The new challenger is 34-year-old Alison Lundergan Grimes, Kentucky’s Secretary of State, scion of a politically powerful family with strong ties to Hillary and Bill Clinton, who won’t be as easily deterred as Judd was by a preemptive campaign to smear her for nude scenes as an actress and openness about her personal history.
Grimes’ announcement follows weeks of deliberation in the face of $300,000 in SuperPAC ads attacking her, but McConnell’s warn-off strike has not worked this time. “I’m no stranger to being an underdog,” she says. “His ads are based out of fear of losing his 30-year grip on power.”
Addison Mitchell McConnell Jr., on government payrolls all his life, is now the tenth richest Senate member, with a reported fortune somewhere between $9,839,049 and $44,587,000 in 2010, much of it apparently from his second wife, Elaine Chao, who comes from a wealthy Taiwanese shipping family and served as George W. Bush’s Secretary of Labor.

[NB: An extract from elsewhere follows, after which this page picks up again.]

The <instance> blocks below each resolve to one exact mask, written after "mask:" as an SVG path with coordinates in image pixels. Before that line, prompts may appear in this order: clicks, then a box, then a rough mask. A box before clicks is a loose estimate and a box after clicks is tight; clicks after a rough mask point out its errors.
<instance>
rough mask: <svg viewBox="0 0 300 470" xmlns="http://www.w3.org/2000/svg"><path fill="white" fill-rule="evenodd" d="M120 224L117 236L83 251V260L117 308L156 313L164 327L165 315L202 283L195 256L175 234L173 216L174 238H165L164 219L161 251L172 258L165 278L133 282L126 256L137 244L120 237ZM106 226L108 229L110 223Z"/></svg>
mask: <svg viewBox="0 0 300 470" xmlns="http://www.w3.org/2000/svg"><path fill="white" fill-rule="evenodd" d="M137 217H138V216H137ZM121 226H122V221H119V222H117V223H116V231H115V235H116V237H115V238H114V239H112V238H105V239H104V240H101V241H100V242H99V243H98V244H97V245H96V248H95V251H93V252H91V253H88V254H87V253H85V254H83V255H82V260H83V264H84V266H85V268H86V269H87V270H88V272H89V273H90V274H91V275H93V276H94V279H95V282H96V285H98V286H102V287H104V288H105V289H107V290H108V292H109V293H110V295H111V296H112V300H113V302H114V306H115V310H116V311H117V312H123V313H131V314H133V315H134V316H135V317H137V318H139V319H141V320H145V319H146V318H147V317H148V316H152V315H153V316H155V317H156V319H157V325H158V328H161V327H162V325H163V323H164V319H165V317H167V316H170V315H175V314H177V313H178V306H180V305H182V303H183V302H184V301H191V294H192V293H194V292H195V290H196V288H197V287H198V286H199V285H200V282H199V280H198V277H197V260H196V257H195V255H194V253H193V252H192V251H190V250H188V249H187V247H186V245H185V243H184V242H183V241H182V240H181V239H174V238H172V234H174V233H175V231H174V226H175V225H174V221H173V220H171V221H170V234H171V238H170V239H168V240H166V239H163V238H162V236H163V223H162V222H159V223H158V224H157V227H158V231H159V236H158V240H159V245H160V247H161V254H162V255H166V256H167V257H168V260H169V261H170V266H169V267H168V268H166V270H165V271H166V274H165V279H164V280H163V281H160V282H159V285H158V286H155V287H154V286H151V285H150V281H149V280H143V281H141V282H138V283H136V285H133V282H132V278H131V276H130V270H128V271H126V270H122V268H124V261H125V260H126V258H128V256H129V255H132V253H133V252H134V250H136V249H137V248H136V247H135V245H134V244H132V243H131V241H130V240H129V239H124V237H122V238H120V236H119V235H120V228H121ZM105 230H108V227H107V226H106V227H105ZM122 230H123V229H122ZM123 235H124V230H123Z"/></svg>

McConnell failed in his promise to make Barack Obama a one-term president but hopes to keep leading Senate naysaying past the end of the President’s second, but Democrats seem intent on showing their anti-Tea Party muscle by thwarting his bid for another term.
It will be a nationally watched contest to see which group has the will and muscle to prevail and set the tone for Obama’s lame duck years.
McConnell’s defeat would be good news, but in their hearts, political connoisseurs will miss his startled owl face on the Sunday morning talk shows.